Piscinões são alternativas para controle de enchentes urbanas, eles permitem manobrar os volumes de chuva pelo controle das vazões que entram e saem de suas estruturas. Como o problema é atemporal na cidade, Pedroso defende que as autoridades responsáveis pelo monitoramento devem pensar de forma prioritária no mapeamento das áreas de risco. “A primeira coisa a se fazer é o levantamento das áreas com potencial de alagamento, erosão, escorregamento e assim por diante”.
“Muito ruim essa sensação de impotência que o alagamento traz, de você não saber o que fazer, de ficar ilhado ali sem nenhum resguardo, ainda mais que eu estava com criança. A gente esperou, depois consegui ligar o carro e voltamos para casa”, relata a esteticista Laís Ferreira.

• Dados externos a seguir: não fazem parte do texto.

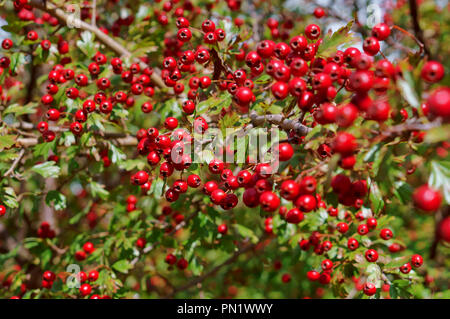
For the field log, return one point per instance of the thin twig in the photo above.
(15, 163)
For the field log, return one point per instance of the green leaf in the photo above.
(375, 197)
(157, 187)
(342, 37)
(56, 199)
(440, 178)
(122, 266)
(6, 141)
(98, 189)
(9, 197)
(47, 169)
(43, 149)
(117, 155)
(86, 44)
(246, 232)
(18, 110)
(438, 134)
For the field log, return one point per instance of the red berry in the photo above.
(427, 199)
(85, 289)
(369, 289)
(381, 31)
(269, 201)
(416, 261)
(386, 234)
(371, 255)
(432, 72)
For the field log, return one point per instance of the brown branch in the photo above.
(281, 121)
(15, 163)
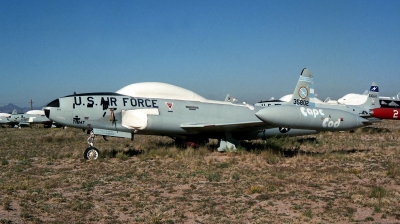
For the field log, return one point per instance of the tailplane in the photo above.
(303, 94)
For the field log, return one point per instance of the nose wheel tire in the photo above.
(91, 153)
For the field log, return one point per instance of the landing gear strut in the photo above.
(91, 153)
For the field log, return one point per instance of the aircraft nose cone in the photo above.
(47, 113)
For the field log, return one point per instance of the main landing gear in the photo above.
(91, 153)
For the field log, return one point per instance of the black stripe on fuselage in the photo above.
(97, 94)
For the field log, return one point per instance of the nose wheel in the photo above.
(91, 153)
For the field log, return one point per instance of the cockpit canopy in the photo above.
(159, 90)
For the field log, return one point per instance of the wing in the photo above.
(222, 127)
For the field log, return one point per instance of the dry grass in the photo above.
(326, 178)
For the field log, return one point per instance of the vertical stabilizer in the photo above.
(373, 97)
(303, 94)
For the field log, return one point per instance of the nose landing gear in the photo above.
(91, 153)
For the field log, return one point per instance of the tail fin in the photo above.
(373, 97)
(303, 94)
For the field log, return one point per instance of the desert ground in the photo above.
(331, 177)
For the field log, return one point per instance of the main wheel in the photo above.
(91, 153)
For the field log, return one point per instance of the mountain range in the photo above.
(10, 107)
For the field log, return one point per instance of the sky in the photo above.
(253, 50)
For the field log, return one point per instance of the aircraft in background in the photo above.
(304, 112)
(28, 118)
(162, 109)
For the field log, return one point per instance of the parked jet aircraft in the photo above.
(303, 112)
(3, 118)
(386, 113)
(163, 109)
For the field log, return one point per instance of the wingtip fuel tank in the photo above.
(323, 119)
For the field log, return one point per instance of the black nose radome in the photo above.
(54, 103)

Trânsito pelas rodovias marginais é o mais afetado
Dado a zona central, a mobilidade urbana foi pensada e adaptada para rodovias, que ficam às margens dos rios. O professor Pedroso afirma que essa configuração apresenta problemas particulares, pois, "essas áreas mais planas, feitas com o rio cimentado, facilitam todo o trabalho preliminar para a construção das vias. Mas, como nas laterais construímos estradas, de época em época, esses são os principais pontos de inundação”.
Além das chuvas que atingiram a região no começo do ano, Pedroso explica como a quantidade de água por milímetro tem ultrapassado os cálculos feitos por pesquisadores da área, o que torna imprevisível certos acontecimentos, e causa enchentes. "Esse calcanhar de Aquiles dos alagamentos e das catástrofes aqui na cidade também teria que ter ações do governo do Estado a fim de minimizar os impactos", diz o engenheiro.

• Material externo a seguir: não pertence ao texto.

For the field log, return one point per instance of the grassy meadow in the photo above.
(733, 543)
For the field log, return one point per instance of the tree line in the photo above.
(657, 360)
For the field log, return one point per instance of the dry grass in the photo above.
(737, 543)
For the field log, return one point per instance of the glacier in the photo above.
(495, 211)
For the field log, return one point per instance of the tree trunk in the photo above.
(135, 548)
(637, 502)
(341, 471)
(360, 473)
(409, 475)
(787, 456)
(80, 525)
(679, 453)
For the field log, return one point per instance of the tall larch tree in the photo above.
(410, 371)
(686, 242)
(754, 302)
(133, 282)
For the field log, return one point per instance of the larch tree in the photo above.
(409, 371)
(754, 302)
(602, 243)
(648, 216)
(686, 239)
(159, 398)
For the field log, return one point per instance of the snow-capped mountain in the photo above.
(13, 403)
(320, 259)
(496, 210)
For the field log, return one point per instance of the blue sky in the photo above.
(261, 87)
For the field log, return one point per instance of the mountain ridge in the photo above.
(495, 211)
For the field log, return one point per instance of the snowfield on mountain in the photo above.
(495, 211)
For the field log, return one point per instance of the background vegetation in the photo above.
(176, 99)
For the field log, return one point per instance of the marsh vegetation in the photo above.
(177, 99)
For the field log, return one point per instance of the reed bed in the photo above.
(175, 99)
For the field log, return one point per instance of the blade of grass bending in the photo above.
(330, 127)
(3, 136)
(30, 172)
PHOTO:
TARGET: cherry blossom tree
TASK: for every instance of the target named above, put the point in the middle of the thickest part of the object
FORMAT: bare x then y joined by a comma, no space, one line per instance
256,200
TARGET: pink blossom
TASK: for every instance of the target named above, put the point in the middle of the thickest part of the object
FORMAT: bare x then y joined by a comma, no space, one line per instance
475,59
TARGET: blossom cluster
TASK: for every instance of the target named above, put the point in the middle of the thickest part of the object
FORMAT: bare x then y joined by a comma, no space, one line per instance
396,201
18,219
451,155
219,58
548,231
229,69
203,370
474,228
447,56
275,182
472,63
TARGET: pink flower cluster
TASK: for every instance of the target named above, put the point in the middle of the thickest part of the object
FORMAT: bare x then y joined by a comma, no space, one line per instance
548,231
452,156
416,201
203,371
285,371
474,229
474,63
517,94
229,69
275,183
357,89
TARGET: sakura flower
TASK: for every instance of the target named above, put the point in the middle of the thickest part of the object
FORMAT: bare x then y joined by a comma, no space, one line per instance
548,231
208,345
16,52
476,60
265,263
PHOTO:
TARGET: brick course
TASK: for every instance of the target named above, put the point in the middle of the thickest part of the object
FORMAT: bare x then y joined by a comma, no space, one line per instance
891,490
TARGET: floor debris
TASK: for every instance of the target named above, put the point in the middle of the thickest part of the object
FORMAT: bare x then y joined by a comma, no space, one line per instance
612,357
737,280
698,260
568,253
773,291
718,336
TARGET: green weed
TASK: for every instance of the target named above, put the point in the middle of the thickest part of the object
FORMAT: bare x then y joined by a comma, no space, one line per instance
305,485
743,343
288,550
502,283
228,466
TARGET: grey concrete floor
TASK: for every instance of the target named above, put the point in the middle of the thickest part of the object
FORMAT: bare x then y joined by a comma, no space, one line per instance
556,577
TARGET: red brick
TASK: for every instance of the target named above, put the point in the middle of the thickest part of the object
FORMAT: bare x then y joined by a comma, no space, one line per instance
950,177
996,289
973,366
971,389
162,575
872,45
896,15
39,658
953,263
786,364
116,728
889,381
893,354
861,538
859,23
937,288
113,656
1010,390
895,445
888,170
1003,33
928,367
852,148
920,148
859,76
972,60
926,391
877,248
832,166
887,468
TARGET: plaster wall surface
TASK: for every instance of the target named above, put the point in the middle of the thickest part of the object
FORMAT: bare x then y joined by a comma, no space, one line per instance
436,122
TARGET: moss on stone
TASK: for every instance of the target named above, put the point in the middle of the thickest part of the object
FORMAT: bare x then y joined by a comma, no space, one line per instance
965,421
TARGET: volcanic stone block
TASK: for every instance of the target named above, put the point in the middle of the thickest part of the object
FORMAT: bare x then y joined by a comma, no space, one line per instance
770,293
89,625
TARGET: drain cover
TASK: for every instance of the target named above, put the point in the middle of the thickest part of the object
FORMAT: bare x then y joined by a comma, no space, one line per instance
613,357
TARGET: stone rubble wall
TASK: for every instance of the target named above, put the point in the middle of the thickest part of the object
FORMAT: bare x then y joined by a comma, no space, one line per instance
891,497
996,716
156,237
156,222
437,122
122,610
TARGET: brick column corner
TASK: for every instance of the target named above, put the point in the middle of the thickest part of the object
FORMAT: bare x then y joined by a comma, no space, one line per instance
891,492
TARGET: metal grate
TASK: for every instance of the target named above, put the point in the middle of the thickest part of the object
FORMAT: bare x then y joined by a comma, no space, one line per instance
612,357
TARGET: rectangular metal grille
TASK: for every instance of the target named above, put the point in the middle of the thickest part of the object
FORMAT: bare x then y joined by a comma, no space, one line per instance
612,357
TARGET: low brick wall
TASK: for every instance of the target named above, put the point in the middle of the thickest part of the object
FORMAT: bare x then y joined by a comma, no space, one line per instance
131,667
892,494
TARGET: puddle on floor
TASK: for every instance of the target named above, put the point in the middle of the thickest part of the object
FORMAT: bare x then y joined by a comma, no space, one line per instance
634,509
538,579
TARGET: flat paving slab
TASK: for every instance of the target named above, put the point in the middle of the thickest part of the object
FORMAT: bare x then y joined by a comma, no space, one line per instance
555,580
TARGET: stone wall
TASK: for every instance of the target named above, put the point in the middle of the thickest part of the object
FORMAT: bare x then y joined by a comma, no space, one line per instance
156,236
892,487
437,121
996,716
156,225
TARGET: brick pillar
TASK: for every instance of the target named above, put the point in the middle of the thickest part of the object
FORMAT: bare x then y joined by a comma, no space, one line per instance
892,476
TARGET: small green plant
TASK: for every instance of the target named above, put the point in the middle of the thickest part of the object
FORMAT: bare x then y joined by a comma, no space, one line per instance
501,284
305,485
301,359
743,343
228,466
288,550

O geógrafo Bruno Cândido afirma que parte dos acontecimentos poderiam ser evitados com um maior investimento em estrutura e a descentralização dos transportes rodoviários. De acordo com o pesquisador, pensar em manter esse mesmo modelo pode causar mais danos, porém, seria inviável reconstruir todas as rodovias da cidade.
Os especialistas também apontam que as mudanças climáticas têm um papel fundamental para as enchentes e alagamentos, e na visão do professor da Unesp, Paulo Valladares, a cidade precisa barrar construções em áreas frágeis e criar projetos de desimpermeabilização para facilitar a drenagem da água. "Uma outra possível solução, seria criar rotas alternativas, mas não deslocar a Marginal, isso é impossível. O que a gente tem que pensar são ações de conservação para restaurar o entorno da rodovia", completa o engenheiro Gabriel Pedroso.
A capital paulista, tem o Tietê como um dos principais rios que cortam a cidade, ele possui 53 bombas sob responsabilidade do Daae (Departamento de Águas e Energia Elétrica), pertencente ao governo do Estado.
A gestão do prefeito Bruno Covas (PSDB), que teve Ricardo Nunes (MDB) como sucessor, afirmou no último ano que aumentou em 54,1% o número de piscinões da cidade — de 24 para 32 unidades. Para este ano, está previsto investimento de mais de R$ 20 milhões para ações, especialmente no Alto Tietê.
O que dizem as autoridades
Em nota ao site, a Secretaria de Meio Ambiente, Infraestrutura e Logística afirmou que o Governo de São Paulo têm realizado medidas complementares para auxiliar no combate às inundações. Dentre as citadas no texto, se inclui o desassoreamento de 62 quilômetros do Rio Tietê e Pinheiros.
A Secretaria também disse que também existem “ações para contenção de margens e plantio de mudas”, mas sem explicar em mais detalhes. Ainda de acordo com o comunicado, na Marginal Tietê são mantidos 12 conjuntos de pôlderes, estruturas hidráulicas que atuam no controle de enchentes. Para os especialistas consultados na reportagem, essas ações são importantes, no entanto, ainda são necessárias outras medidas. “Esse tipo de ação é paliativo, apenas. Para chuvas com volumes pequenos ou ligeiramente maiores”, explica Bruno Cândido.